Fibre Glass has not shown clear error in the court's finding of commercial success. The evidence supports the court's finding and does not create in us a definite and firm conviction that a mistake has been committed. United States v. United States Gypsum Co., 333 U.S. 364, 395 (1948).

Nothing supports Fibre Glass' assertion that "patentability was predicated solely on commercial success." In addition to commercial success, the district court noted the PTO's analysis of the prior art during reissue proceedings, and discounted Fibre Glass' evidence regarding other purported prior art.

II. Enforceability

The record does not support Fibre Glass' assertion that the PTO board opinion, with which the district court agreed, relied "on an erroneous application of the law" in holding that Dynatron's failure to disclose the Marson Miser to the examiner was not inequitable conduct. The board's opinion acknowledges that gross negligence is sufficient for a violation of an applicant's duty under 37 C.F.R. Sec. 1.56(d). Ex parte Marston, No. 570-74, slip op. at 8-9 (PTO Bd.App. Nov. 7, 1984). Consistent with that acknowledgement, the board found "the evidence in [sic, is] not clear and convincing to us that [Dynatron] had knowledge or should have had knowledge of the tie-rod safety feature of the Marson-Miser prior art...." Marston, slip op. at 22-23. Cf. J.P. Stevens & Co. v. Lex Tex. Ltd., 747 F.2d 1553, 1560, 223 USPQ 1089, 1092 (Fed.Cir.1984) ("Gross negligence is present when the actor, judged as a reasonable person in his position, should have known of the materiality of a withheld reference."), cert. denied, 474 U.S. 822 (1985).
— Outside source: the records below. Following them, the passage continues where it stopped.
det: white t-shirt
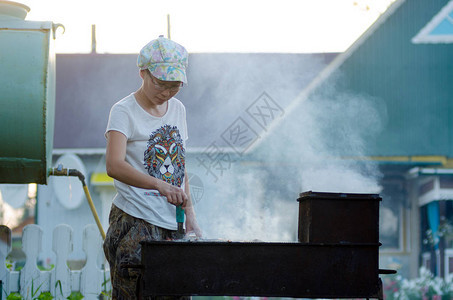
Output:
[106,94,188,230]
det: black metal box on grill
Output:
[297,191,382,244]
[139,192,383,299]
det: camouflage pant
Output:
[104,205,190,300]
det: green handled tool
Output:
[176,205,185,239]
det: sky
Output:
[15,0,393,53]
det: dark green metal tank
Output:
[0,0,58,184]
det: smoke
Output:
[189,58,386,241]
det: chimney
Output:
[91,24,96,54]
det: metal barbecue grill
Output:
[139,192,394,299]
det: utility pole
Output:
[167,14,171,40]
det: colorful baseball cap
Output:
[137,35,189,83]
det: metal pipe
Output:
[49,165,105,240]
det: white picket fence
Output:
[0,224,111,299]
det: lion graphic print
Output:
[144,125,185,187]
Fibre Glass' argument on inequitable conduct ignores the board's finding, which the district court accepted, that the tie-rodless Marson Miser met only the lowest standard of materiality, that of 37 C.F.R. Sec. 1.56(a). Marston, slip op. at 16. The board doubted even that level of materiality, id. at 16 n. 13, found no intent to mislead, id. at 23, and weighed materiality and intent to conclude that no inequitable conduct had occurred, id. There was no clear error in the district court's acceptance of the board's findings.

III. Infringement

A. Claims 4, 8 and 9

The district court did not erroneously construe the asserted claims. Fibre Glass correctly states that the prosecution histories of the '934 patent show that Dynatron, to avoid prior art references, argued that its air release mechanism operated by deformation of some, but not all, lugs with no rupture elsewhere in the dispenser. The prosecution histories contain nothing that would preclude wrinkling of the dispenser top during that process, however, and nothing in the specification or claims precludes such wrinkling.
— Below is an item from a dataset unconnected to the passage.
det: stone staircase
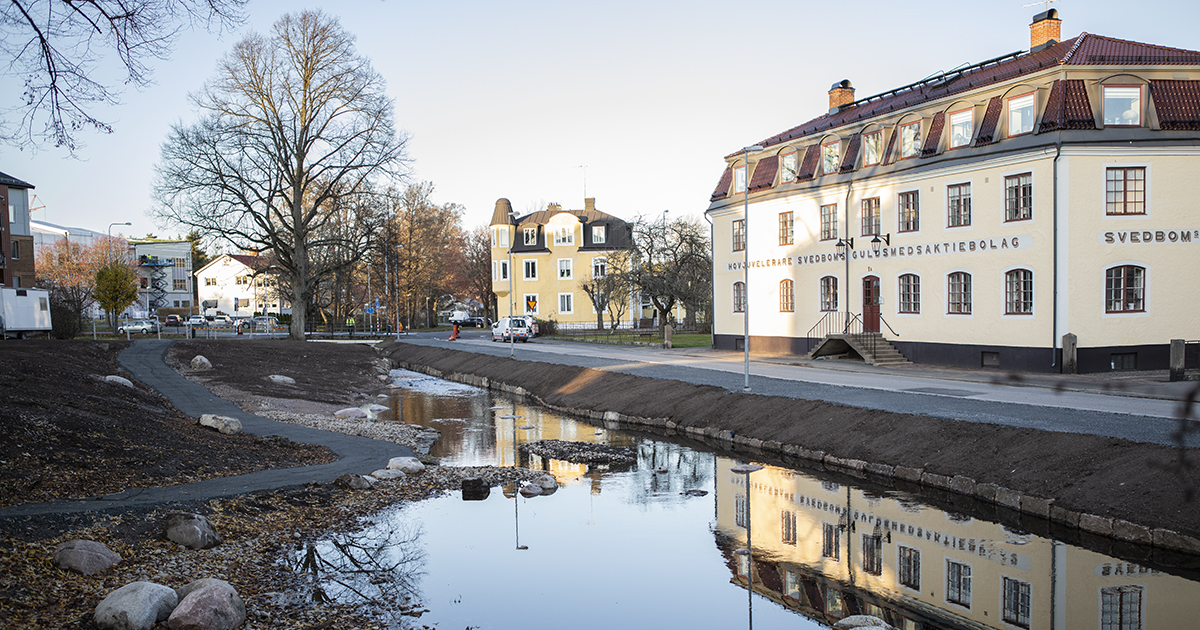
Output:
[808,334,910,366]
Fibre Glass, by citing only the testimony of its witnesses, has not shown clear error in the district court's finding that some lugs on Fibre Glass' dispenser stretch or deform to release excess air, as the asserted claims require. The district court relied on the testimony of Dynatron's expert, finding the conflicting testimony of Fibre Glass' expert "unconvincing." Slip op. at 19. "[W]hen a trial judge's finding is based on his decision to credit the testimony of one of two or more witnesses, each of whom has told a coherent and facially plausible story that is not contradicted by extrinsic evidence, that finding, if not internally inconsistent, can virtually never be clear error." Anderson v. City of Bessemer City, N.C., 470 U.S. 564, 575 (1985).
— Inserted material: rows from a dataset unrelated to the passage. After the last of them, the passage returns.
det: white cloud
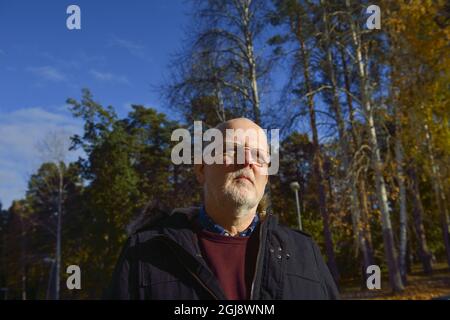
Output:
[89,70,130,85]
[108,36,151,62]
[0,107,82,207]
[27,66,67,82]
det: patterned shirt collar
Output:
[198,206,259,237]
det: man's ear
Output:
[194,163,205,184]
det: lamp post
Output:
[290,181,303,230]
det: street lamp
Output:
[290,181,303,230]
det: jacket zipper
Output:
[250,217,269,300]
[155,235,220,300]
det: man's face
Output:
[199,120,268,214]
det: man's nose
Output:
[244,148,256,166]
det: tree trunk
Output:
[395,112,408,283]
[346,0,404,292]
[424,124,450,268]
[321,0,371,275]
[408,164,433,274]
[291,16,339,282]
[340,48,374,270]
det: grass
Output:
[340,263,450,300]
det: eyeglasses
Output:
[223,142,270,167]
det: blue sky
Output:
[0,0,189,208]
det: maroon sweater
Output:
[197,228,258,300]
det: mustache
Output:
[230,169,255,183]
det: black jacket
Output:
[106,208,339,300]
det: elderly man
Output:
[108,118,338,299]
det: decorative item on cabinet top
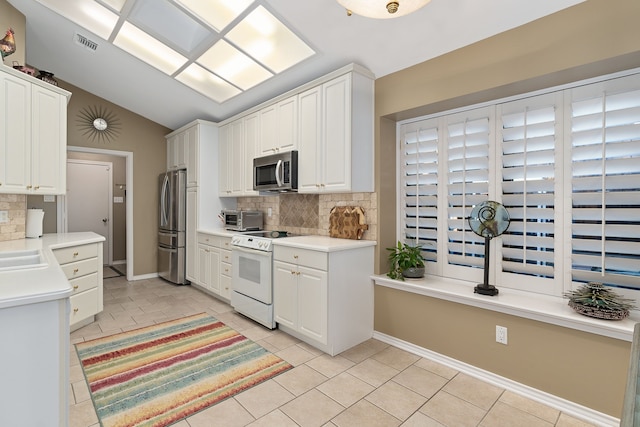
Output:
[329,206,369,240]
[76,105,121,142]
Though some language in the district court's opinion suggests that it compared the accused dispenser with Dynatron's commercial dispenser, other language establishes that the court properly compared it with the claim language. The court found "[Fibre Glass'] dispenser duplicates [Dynatron's] product as described in these claims [4, 8 and 9]." Slip op. at 19.